Just a quick note to say that it was lovely to get a mention in the Financial Times How To Spend It travel news round-up Rooms With A View. With travel in 2020 so radically affected by the pandemic, press travel stories in the age of Covid are few and far between, meaning travellers are less able to access recent independent opinions about place and experience. Thankfully, this is beginning to change.
However, I’m highlighting the mention not so much because Journeys by Design features, but rather because its focus is the marvellous Kalepo Camp. I’m a massive fan of the Masons, owner-managers and who’s brainchild Kalepo is, and in particular the nature of their friendship and working relationship with the local Samburu. It’s a wonderful camp, remote and beautiful and expertly run. As the piece rightly says, Kalepo is all about the ‘slow’, be that style of safari, its kitchen garden-led cuisine, or the emphasis it places on time well-spent.

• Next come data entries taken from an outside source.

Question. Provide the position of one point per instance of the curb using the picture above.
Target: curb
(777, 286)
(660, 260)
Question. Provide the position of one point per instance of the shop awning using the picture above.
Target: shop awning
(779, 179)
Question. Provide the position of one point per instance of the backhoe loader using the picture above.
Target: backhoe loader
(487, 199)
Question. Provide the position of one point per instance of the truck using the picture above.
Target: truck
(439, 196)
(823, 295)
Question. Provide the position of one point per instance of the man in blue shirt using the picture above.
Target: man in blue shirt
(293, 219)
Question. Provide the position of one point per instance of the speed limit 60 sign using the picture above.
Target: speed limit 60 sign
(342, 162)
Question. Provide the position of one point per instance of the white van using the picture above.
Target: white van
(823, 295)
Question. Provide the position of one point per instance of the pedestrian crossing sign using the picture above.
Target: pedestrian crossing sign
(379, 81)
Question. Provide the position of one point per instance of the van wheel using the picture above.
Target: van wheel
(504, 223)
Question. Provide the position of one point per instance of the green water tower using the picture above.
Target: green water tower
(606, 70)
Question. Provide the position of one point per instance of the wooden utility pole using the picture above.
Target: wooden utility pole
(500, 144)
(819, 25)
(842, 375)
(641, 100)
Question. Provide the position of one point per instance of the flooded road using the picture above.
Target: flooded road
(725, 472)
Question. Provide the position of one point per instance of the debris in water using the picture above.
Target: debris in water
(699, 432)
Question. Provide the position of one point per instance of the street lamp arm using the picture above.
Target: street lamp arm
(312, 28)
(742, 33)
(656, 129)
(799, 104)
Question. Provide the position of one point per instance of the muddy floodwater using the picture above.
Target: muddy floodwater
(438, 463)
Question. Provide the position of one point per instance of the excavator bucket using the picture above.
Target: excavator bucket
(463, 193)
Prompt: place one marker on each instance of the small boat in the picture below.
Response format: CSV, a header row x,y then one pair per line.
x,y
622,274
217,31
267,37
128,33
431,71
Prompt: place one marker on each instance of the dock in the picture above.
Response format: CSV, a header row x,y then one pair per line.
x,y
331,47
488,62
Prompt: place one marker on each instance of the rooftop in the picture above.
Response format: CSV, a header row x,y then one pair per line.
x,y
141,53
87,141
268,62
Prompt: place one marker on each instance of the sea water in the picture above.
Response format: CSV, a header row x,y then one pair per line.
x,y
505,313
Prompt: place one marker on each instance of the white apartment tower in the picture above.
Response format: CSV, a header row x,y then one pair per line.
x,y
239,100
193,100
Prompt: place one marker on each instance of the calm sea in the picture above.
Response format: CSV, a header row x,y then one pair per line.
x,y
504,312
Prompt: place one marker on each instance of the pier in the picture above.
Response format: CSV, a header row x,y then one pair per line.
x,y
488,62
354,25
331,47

Now, forgive me for sharing the piece in its entirety (below), but I could sit here for hours, trying work out how to say exactly the same thing, and not nearly as eloquently.
‘We like the sound of “slow safari”. It’s how Will Jones, master Africa fixer and founder of Journeys by Design, describes Kalepo – a new exclusive-use, tented camp deep in Samburuland in Kenya’s Northern Frontier District, created by long-time Kenyan hospitality purveyors Robert and Storm Mason. The charms of its ensuite tents (all with outdoor showers) and open-air living and dining areas do in fact manifest all that is “slow”, from the locally produced textiles to the Swahili-influenced cuisine – much of it prepared, of course, with produce from the onsite gardens. Beyond this there are the 390,000-odd acres of pristine, no-roads wilderness that’s yours for the exploring (Jones has already taken to using Kalepo as an alternative base for his heli- and fly-camp safaris, but there are stunning hikes into the Matthews mountains that begin right outside your tent); and the equally unique draw of Samburu culture itself, with one of the original communities based close by.’
As said, delighted to see Kalepo getting the kind of press this new and very different camp so richly deserves. Highly hospitable, hyperlocal, and family-orientated, its just the ticket – and firmly situated at the wildest edge of the safari map, the Northern Frontier District being one of my favourite spots on earth.